Hydrocarbon fuels used in micropower systems offer significant advantages, such as high energy density, lightweight properties, and extended power supply duration, making them the focus of widespread interest. Methane is particularly favored due to its excellent combustibility, ease of preparation, and convenient storage. In this study, ReaxFF molecular dynamics simulation is employed to investigate the influence of three additives (dimethyl ether, hydrogen, and ammonia) on the combustion mechanism of methane fuel. Results show that the pathways of CH₄ mainly involve dehydrogenation and oxidation reactions. In CH₄/C₂H₆O system, dimethyl ether is predominantly consumed via two pathways: C–O cleavage and dehydrogenation.
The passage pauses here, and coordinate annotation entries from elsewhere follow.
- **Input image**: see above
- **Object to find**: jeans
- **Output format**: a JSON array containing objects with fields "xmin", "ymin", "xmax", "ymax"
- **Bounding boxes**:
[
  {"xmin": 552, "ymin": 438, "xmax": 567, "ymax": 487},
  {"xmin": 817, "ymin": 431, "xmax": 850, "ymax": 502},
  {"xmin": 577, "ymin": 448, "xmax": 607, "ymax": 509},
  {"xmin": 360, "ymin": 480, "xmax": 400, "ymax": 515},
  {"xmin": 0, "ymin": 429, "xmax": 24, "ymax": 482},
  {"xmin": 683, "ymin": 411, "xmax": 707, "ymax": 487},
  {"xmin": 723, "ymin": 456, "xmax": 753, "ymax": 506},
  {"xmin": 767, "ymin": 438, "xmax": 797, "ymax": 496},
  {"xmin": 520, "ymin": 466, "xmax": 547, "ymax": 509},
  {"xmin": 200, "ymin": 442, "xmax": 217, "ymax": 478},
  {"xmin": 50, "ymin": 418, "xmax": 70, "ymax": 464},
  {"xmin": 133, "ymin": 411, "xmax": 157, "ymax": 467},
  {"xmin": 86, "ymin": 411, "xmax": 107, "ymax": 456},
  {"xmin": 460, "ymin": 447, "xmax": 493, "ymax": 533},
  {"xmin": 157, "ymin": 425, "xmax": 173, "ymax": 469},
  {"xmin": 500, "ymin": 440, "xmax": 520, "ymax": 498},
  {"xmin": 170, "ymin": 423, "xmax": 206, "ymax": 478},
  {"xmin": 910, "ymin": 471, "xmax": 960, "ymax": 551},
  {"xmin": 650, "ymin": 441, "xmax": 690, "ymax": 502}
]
These pathways form a significant quantity of active free radicals (such as CH₃ and CH₃O). In the case of CH₄/H₂ combustion, hydrogen is consumed to provide H, OH, and HO₂ active free radicals via reactions such as H₂ + OH → H₂O + H, H₂ + O₂ → 2OH, and H₂ + 2O₂ → 2HO₂. In the combustion of CH₄/NH₃, ammonia initially undergoes a dehydrogenation reaction involving OH, O, and H free radicals, resulting in the formation of NH₂. Subsequently, 65.57 % of NH₂ undergoes further reactions to form H₂O₂N, while 16.39 % of NH₂ forms NH radicals. The presence of additives influences the final products in different systems. In the CH₄/C₂H₆O system, the final products include CO, CO₂, H₂, and H₂O. In the CH₄/H₂ system, the final products consist of CO, CO₂, and H₂O. Lastly, in the CH₄/NH₃ system, the final products comprise CO, CO₂, H₂, NO, NO₂, and H₂O.